Malgré tout, Supergirl ne perd pas confiance. Comme le joueur de baseball Yogi Berra, qui affirmait « it ain’t over till it’s over », elle croit que rien n’est joué tant que la partie n’est pas terminée et espère que la décision sera annulée, « si les gens sont assez nombreux à le demander ».

Et sinon ?

Elle préfère ne pas y penser. « J’aurai 25 ans le 29 mars 2019. C’est le jour de l’entrée en vigueur du Brexit, dit-elle. Je refuse d’avoir ce cadeau. C’est aussi simple que ça. »

Des questions en suspens

La procédure de divorce entre le Royaume-Uni et l’Union européenne suit (lentement) son cours. Mais il reste encore beaucoup à faire et le temps file. État des lieux.

Quand le Brexit aura-t-il lieu ?

Le divorce entre le Royaume-Uni et l’Union européenne (UE) doit prendre effet le 29 mars 2019 à 23 h, heure britannique. Une première phase de négociations, amorcée en juin 2017, s’est achevée en décembre. La seconde phase doit débuter dans les prochaines semaines. Un accord final est envisagé pour l’automne, lequel devra d’abord être ratifié par les 27 pays de l’UE, puis soumis au Parlement britannique, avant de devenir officiel.

Rappelons que les négociations reposent sur l’article 50 du traité de Lisbonne, qui prévoit le « retrait volontaire et unilatéral » de tout pays membre de l’union. Mais ce document d’à peine 250 mots laisse place à de multiples interprétations, ce qui donne bien des maux de tête aux négociateurs.

Où en est-on dans les négociations ?

Début décembre, Londres et Bruxelles ont fini par s’entendre sur les modalités de départ du Royaume-Uni.

Cette première ronde de négociations, préalable à la poursuite des discussions, portait essentiellement sur le sort des expatriés, la facture du divorce (50 milliards d’euros de « dédommagement » à être payés par le RU) et le dossier épineux de la frontière irlandaise – qui n’est d’ailleurs pas clos (voir plus bas).

Les deux parties se sont aussi entendues sur les termes d’une période de transition, qui éviterait une rupture trop brutale après le déclenchement du Brexit. On sait désormais que cette transition durera jusqu’au 31 décembre 2020, phase pendant laquelle le Royaume-Uni ne participera plus aux décisions de l’UE, mais fera toujours partie du marché unique et de l’union douanière.

Reste à déterminer les relations futures – essentiellement commerciales – entre le Royaume-Uni et les 27 pays de l’UE. Cette seconde ronde de négociations s’annonce comme « le défi le plus difficile », pour citer Donald Tusk, président du Conseil de l’Union européenne.
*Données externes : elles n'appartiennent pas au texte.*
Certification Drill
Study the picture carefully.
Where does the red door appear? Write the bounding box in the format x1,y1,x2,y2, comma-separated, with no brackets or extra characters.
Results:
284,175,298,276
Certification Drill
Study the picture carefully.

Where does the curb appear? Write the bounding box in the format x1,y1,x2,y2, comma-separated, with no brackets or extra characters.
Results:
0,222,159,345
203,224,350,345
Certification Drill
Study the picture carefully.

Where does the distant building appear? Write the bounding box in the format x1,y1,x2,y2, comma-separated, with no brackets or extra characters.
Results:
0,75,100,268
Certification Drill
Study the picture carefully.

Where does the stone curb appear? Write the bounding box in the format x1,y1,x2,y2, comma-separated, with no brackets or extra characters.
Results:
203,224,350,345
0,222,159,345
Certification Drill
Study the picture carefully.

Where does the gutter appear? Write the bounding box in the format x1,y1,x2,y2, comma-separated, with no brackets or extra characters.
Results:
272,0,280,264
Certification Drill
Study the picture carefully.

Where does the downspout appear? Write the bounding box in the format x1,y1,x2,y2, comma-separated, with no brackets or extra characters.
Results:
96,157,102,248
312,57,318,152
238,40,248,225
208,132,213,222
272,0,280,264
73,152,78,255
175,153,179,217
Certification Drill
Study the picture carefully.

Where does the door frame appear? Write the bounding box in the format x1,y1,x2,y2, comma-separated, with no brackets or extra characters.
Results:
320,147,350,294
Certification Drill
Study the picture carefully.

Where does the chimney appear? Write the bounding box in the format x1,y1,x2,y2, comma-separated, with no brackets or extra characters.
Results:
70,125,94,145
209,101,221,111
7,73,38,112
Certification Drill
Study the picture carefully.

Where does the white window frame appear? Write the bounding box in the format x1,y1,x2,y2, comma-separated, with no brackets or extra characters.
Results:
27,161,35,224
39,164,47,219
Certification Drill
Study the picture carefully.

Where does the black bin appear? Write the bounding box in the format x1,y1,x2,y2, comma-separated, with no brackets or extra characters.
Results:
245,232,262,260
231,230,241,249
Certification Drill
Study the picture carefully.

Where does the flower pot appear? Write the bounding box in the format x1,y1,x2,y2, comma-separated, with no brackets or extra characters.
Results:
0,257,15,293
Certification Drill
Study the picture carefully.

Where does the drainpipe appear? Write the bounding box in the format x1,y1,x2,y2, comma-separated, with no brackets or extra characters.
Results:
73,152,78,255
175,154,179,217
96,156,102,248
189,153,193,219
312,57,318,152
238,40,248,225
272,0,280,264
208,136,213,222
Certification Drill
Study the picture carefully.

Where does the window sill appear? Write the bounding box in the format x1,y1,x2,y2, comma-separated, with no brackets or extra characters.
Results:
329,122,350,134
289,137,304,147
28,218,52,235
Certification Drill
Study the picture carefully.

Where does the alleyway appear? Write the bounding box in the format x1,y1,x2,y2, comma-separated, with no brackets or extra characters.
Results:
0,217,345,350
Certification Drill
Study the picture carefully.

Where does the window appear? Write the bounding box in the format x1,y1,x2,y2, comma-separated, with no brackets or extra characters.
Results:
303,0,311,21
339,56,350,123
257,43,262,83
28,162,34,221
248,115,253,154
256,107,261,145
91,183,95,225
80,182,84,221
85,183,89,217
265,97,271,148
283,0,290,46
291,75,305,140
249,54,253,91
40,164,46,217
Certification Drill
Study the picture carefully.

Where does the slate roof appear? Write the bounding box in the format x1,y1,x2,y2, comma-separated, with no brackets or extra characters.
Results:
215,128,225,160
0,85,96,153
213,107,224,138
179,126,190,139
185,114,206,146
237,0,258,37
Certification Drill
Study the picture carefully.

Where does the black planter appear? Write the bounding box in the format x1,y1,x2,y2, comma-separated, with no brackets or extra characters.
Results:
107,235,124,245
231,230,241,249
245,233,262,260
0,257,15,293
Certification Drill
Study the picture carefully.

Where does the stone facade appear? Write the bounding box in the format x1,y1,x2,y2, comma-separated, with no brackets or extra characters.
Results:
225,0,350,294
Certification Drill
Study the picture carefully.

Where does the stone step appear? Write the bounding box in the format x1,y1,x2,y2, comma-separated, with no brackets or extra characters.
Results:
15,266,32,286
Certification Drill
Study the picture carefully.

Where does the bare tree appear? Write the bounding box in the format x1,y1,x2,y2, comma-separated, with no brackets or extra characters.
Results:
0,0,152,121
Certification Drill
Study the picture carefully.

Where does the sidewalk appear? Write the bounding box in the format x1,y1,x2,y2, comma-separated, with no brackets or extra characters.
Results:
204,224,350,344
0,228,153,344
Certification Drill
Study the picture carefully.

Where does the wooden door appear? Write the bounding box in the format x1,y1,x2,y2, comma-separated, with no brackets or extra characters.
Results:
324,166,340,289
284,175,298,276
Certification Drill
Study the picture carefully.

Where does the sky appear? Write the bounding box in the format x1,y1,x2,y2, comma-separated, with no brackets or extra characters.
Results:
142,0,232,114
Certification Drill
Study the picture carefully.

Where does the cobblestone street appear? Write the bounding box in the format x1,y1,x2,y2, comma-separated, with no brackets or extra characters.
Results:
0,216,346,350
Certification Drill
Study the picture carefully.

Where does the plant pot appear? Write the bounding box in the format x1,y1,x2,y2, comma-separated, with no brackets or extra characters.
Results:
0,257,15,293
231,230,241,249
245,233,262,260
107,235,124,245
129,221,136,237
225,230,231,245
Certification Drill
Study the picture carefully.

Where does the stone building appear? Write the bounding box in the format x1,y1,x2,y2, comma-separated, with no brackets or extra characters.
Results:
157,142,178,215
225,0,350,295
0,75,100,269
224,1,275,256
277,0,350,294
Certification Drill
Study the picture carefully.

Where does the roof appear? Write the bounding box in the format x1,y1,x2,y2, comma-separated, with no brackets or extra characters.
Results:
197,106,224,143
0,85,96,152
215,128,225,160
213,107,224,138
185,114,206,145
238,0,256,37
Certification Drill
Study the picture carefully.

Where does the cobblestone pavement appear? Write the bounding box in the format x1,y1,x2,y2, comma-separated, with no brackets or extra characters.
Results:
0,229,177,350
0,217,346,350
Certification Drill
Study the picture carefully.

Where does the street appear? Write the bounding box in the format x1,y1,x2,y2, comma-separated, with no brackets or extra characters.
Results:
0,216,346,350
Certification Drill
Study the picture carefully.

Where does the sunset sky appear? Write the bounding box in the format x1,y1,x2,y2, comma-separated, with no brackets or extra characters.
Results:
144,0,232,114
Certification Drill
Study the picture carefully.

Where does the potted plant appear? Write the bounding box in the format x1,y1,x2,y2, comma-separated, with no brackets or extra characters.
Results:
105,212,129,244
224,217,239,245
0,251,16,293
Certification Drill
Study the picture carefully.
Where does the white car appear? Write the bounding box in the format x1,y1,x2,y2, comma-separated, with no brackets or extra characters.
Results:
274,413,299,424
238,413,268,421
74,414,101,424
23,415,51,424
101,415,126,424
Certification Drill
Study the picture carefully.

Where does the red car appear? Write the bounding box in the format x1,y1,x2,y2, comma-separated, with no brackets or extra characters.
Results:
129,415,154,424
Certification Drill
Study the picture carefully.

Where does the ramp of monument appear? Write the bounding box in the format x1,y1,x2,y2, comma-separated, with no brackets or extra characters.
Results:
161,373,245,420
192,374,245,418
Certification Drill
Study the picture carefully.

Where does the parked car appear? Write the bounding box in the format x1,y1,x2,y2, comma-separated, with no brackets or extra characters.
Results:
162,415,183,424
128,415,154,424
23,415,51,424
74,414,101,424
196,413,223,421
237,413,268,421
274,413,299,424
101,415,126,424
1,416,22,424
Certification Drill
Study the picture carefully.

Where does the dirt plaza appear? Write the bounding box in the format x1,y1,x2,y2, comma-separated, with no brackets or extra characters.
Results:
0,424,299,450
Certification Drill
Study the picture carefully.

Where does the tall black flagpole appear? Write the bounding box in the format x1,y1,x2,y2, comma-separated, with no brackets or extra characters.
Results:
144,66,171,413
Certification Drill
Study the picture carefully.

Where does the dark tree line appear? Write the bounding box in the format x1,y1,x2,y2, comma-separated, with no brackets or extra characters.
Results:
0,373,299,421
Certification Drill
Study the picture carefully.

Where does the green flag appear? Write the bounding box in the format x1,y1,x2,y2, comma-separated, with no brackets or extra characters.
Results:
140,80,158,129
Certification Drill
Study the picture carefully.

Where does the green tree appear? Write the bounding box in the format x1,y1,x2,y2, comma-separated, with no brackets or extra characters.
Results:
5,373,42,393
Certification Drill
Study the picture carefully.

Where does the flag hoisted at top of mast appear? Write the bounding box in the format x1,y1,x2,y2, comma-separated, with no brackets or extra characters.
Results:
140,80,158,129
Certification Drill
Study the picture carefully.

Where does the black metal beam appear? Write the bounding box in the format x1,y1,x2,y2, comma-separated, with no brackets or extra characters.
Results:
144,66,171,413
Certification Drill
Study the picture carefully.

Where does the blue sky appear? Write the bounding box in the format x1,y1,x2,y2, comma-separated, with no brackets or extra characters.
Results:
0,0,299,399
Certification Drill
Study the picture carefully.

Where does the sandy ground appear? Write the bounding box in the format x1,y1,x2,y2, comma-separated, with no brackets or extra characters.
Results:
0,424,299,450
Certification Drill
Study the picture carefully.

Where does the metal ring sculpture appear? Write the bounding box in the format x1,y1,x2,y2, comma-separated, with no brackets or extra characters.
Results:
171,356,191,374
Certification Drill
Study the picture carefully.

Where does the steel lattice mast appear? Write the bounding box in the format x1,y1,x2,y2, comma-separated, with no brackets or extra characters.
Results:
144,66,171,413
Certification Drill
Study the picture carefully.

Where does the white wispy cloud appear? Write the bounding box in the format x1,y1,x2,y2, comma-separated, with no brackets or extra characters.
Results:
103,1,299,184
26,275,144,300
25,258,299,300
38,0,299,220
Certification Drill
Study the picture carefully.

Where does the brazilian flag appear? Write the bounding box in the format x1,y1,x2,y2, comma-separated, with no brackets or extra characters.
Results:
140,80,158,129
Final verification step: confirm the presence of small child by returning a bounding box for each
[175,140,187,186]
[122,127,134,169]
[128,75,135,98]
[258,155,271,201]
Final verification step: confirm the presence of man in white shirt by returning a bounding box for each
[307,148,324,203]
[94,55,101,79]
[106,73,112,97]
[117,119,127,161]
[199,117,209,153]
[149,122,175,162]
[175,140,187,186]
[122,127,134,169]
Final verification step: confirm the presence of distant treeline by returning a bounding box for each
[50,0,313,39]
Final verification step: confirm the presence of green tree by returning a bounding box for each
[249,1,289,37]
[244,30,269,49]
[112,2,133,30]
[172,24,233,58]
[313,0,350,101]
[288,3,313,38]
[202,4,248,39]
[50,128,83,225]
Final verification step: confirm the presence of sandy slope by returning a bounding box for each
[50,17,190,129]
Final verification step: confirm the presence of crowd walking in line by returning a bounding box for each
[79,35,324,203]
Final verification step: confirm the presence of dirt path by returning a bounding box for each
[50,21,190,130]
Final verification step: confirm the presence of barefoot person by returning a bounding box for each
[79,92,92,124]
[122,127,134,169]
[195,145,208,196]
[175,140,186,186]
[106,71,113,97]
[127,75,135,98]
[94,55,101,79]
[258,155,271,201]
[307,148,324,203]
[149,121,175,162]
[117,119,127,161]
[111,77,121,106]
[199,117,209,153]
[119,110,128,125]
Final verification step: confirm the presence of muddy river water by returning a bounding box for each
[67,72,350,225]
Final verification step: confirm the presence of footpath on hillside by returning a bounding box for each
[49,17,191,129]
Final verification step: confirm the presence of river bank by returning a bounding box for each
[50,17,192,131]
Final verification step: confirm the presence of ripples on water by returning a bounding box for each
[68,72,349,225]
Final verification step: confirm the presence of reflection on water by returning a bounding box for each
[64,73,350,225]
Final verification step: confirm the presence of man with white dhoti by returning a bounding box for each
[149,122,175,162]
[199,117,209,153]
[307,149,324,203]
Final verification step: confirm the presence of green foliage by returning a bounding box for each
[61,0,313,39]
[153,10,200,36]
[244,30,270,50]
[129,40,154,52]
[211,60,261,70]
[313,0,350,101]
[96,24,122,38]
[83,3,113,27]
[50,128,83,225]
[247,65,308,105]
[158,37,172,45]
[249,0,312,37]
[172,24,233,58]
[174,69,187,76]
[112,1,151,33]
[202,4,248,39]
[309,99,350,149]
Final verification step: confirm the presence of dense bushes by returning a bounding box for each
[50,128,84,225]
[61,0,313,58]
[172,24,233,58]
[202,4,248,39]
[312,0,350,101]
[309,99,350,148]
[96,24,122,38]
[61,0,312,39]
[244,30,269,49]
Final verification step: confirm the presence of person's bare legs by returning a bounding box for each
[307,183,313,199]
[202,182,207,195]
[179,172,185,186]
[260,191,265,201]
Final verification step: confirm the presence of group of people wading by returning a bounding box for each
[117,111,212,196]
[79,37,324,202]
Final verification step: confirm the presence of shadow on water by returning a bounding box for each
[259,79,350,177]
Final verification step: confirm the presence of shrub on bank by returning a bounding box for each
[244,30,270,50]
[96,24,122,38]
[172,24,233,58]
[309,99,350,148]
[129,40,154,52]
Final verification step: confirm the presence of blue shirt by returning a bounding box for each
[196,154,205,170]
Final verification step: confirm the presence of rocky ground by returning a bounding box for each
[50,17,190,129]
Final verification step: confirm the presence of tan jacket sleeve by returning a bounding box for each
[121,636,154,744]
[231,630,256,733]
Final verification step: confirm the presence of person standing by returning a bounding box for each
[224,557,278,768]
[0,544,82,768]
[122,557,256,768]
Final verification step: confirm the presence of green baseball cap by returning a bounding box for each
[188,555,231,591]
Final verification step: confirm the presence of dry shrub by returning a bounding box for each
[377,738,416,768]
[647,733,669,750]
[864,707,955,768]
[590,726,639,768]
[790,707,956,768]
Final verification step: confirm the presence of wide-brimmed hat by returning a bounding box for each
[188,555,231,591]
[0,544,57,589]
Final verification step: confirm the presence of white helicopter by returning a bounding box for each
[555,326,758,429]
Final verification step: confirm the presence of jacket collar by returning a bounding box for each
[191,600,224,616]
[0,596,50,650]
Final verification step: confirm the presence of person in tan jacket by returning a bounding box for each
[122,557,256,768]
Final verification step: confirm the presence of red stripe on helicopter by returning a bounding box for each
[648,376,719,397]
Que souhaite le Royaume-Uni ?

Les tenants d’un Brexit « doux » auraient aimé que le Royaume-Uni conserve un accès privilégié au marché unique européen (sans droits de douane ni barrières réglementaires) quitte à faire des compromis sur la contribution au budget de l’UE, la libre-circulation des Européens en sol britannique et les obligations envers la Cour de justice européenne.

Ces demandes « à la carte » étant irrecevables pour l’UE – et aussi contestées, à l’interne, par la frange plus radicale du gouvernement britannique –, il est probable que les négociations déboucheront sur un Brexit « dur », à savoir un retrait pur et simple du marché unique.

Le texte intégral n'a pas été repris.